Mindful Sharing

september1

 

On the Tuesday after Labour Day, I logged into my Facebook account to post an update on the Dharma Wanderlust page. Although I do not typically browse my newsfeed, I had a few spare moments and decided to scroll down after seeing an adorable photo of a friend’s daughter ready for her first day of the new school year. I clicked ‘like’ and continued to scroll down, clicking ‘like’ on many similar photos of children starting kindergarten or Grade 1. I enjoy seeing updates about friends’ children. Then the realization dawned on me that of all the parents on my Facebook Friends list, Mr. Wanderlust was one of the very few who did not share a picture of our kids donning backpacks and big smiles.

We consciously choose to not share pictures of our children. In fact, if my personal Facebook account were public, to a scrolling stranger who does not know me or anything about my family status, I might look like a woman in a dating relationship. I’m a parent who occasionally blogs about her family, without sharing too much personal detail.

As part of my Mindfulness practice, I think thoroughly about the subject matter of my blog posts. After I write the first draft of a post, before I sit down to edit it, I ask myself:

Why did I write this? Why do I want to share this? Who is my audience and what might they think of this story? How would the publication of this story make me feel? More importantly, how will the publication of this story affect my family?

Social media and blogging have many merits, but they also allow certain aspects of our lives to be opened to a wider audience, inviting various opinions, whether or not we actually care about them. My children do not choose to have photos of them or stories about them shared with the world outside our home, with people they do not know.

Mr. Wanderlust and I connect with many people online via our social network pages. There are many whom we have never actually met, whom we know only through interaction via this blog or through another online community. We are not comfortable with the notion of certain people looking at pictures of our family. We are not comfortable with the idea that a friend of a friend might be reading stories about the silly things our children did when bored on a Saturday afternoon. If and when I do write a story that involves my family, I edit heavily, doing my best to discern the neutrality of the story.

Respect is the core factor. I do not share photos of my family or friends without their permission; my children are currently too young to understand the myriad implications of using social media, so the decision rests with us, their parents. Some might accuse us of being too paranoid. To some, we might look like parents who don’t focus on our children as a priority because we never write about how proud we are of their progress at school, with sports, etc. Nothing could be farther from the truth. We are of the opinion that certain stories are private to us and should stay private, shared only with a select small group of people whom we truly trust and whose judgment matters to us.

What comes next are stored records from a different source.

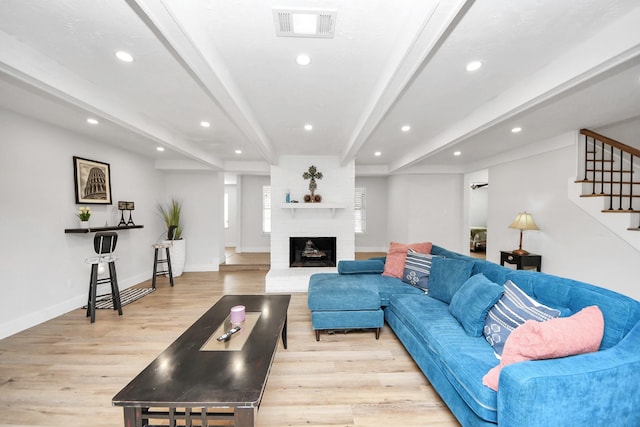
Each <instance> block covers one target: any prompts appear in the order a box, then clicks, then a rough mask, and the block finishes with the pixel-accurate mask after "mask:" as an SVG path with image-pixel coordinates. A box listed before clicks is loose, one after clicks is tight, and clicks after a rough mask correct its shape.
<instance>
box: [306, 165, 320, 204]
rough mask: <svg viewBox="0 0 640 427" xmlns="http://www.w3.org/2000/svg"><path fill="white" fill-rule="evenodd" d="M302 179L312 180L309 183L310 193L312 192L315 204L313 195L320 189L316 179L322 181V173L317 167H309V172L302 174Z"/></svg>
mask: <svg viewBox="0 0 640 427" xmlns="http://www.w3.org/2000/svg"><path fill="white" fill-rule="evenodd" d="M302 177H303V178H304V179H310V180H311V181H309V191H310V192H311V201H312V202H313V200H314V195H313V193H314V192H315V191H316V188H318V184H316V179H322V172H319V171H318V169H316V167H315V166H313V165H311V166H309V170H308V171H307V172H305V173H303V174H302Z"/></svg>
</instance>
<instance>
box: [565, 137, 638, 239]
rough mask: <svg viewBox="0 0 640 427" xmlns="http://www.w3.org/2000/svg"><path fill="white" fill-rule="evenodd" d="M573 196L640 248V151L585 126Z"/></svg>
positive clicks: (603, 220)
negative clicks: (591, 129) (638, 232)
mask: <svg viewBox="0 0 640 427" xmlns="http://www.w3.org/2000/svg"><path fill="white" fill-rule="evenodd" d="M578 145H579V146H578V154H579V158H580V160H579V165H578V169H579V170H578V179H576V180H575V181H573V182H574V183H573V185H571V186H570V191H569V198H570V199H571V200H572V201H574V202H575V203H576V204H577V205H579V206H580V207H582V208H583V209H584V210H585V211H587V212H588V213H589V214H591V215H592V216H593V217H594V218H596V219H597V220H598V221H600V222H602V223H603V224H604V225H606V226H607V227H608V228H610V229H611V230H612V231H613V232H614V233H616V234H618V235H619V236H620V237H622V238H623V239H624V240H626V241H627V242H628V243H629V244H631V245H632V246H633V247H635V248H636V249H638V250H640V233H636V232H637V231H640V150H638V149H637V148H634V147H631V146H628V145H626V144H623V143H621V142H618V141H616V140H614V139H611V138H608V137H606V136H604V135H600V134H598V133H596V132H593V131H590V130H587V129H582V130H581V131H580V139H579V143H578Z"/></svg>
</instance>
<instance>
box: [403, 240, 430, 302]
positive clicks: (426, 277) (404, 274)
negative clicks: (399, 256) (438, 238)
mask: <svg viewBox="0 0 640 427" xmlns="http://www.w3.org/2000/svg"><path fill="white" fill-rule="evenodd" d="M433 256H434V255H431V254H421V253H418V252H416V251H414V250H413V249H409V250H408V251H407V258H406V261H405V264H404V274H403V275H402V281H403V282H405V283H408V284H410V285H411V286H415V287H416V288H418V289H420V290H422V291H424V292H425V293H427V292H428V291H429V274H430V273H431V259H432V258H433Z"/></svg>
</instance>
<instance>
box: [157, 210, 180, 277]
mask: <svg viewBox="0 0 640 427" xmlns="http://www.w3.org/2000/svg"><path fill="white" fill-rule="evenodd" d="M181 211H182V204H181V203H180V202H179V201H177V200H176V199H175V198H172V199H171V202H169V204H168V205H167V206H164V205H162V204H160V203H158V213H159V214H160V216H161V217H162V219H163V220H164V223H165V225H166V226H167V239H168V240H172V246H171V248H170V249H169V251H170V253H171V271H172V273H173V277H179V276H181V275H182V272H183V271H184V263H185V260H186V242H185V240H184V239H183V238H182V225H181V224H180V213H181ZM172 225H174V226H176V228H175V232H174V233H173V239H171V237H172V236H170V235H169V234H170V233H169V227H171V226H172Z"/></svg>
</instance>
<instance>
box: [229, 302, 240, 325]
mask: <svg viewBox="0 0 640 427" xmlns="http://www.w3.org/2000/svg"><path fill="white" fill-rule="evenodd" d="M229 318H230V320H231V323H241V322H244V305H236V306H233V307H231V314H230V315H229Z"/></svg>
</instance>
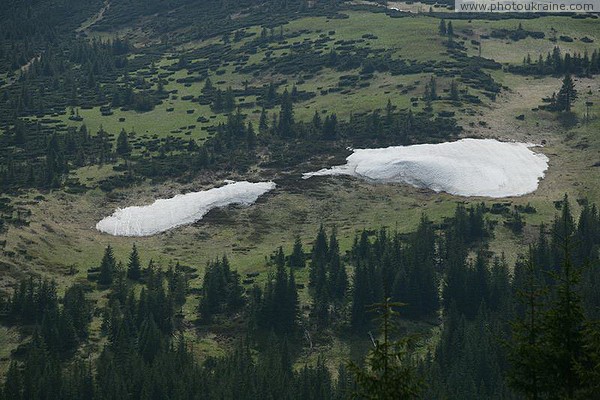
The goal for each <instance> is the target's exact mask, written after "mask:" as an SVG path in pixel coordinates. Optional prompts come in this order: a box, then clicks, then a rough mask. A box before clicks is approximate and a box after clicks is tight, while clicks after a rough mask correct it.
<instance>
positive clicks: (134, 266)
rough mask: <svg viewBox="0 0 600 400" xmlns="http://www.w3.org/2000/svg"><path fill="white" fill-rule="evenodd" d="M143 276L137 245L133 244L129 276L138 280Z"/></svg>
mask: <svg viewBox="0 0 600 400" xmlns="http://www.w3.org/2000/svg"><path fill="white" fill-rule="evenodd" d="M141 276H142V267H141V263H140V256H139V254H138V250H137V247H136V245H135V244H134V245H133V248H132V249H131V254H130V255H129V262H128V263H127V278H129V279H131V280H134V281H137V280H139V279H140V278H141Z"/></svg>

When a friend who lives in the same city gives birth to a baby, I prefer the first introduction to be when I visit that friend at home, rather than through pictures posted online minutes after the baby’s entrance into this world. I have cringed many times upon reading a status update or seeing a picture that I have deemed to be too private. I have felt like a voyeur intruding on someone’s privacy by inadvertently getting a glance into that part of someone else’s life.

Several years ago, I used to share photos. Perhaps, I might have been called an over-sharer. It was my mother’s question after I posted a picture of myself rocking a pregnant belly that first prompted me to question my online presence. My mom, who spends very little time on social media, asked me why I would want to share a picture of my pregnant self when those who see me every day already know how I currently look, and those who do not see me every day probably do not need to be privy to certain updates. My mom, in her traditional worldview, reminded me of the importance of protecting what is most precious to me and mindfully creating karma. Every action is a catalyst for a reaction that we often cannot predict.

At the time when I received this advice from my mom, I was taken aback, explaining to her that I shared because I enjoyed the connection with the online community. I feel happy for others when they post their pictures and stories, and at the time, I wanted to also share my own joy with the world. My mom didn’t press further, but her words led me to re-evaluate my habits.

Today, my personal Facebook page is fairly bare, devoid of the pictures and status updates I once used to share. I might not appear very exciting, but I feel comfortable with this. These days, this blog is my connection to the online community and by writing a post only once a week, I not only provide myself with an opportunity to discern, to edit each story several times, but also to create more time to focus on what is most precious to me: my family.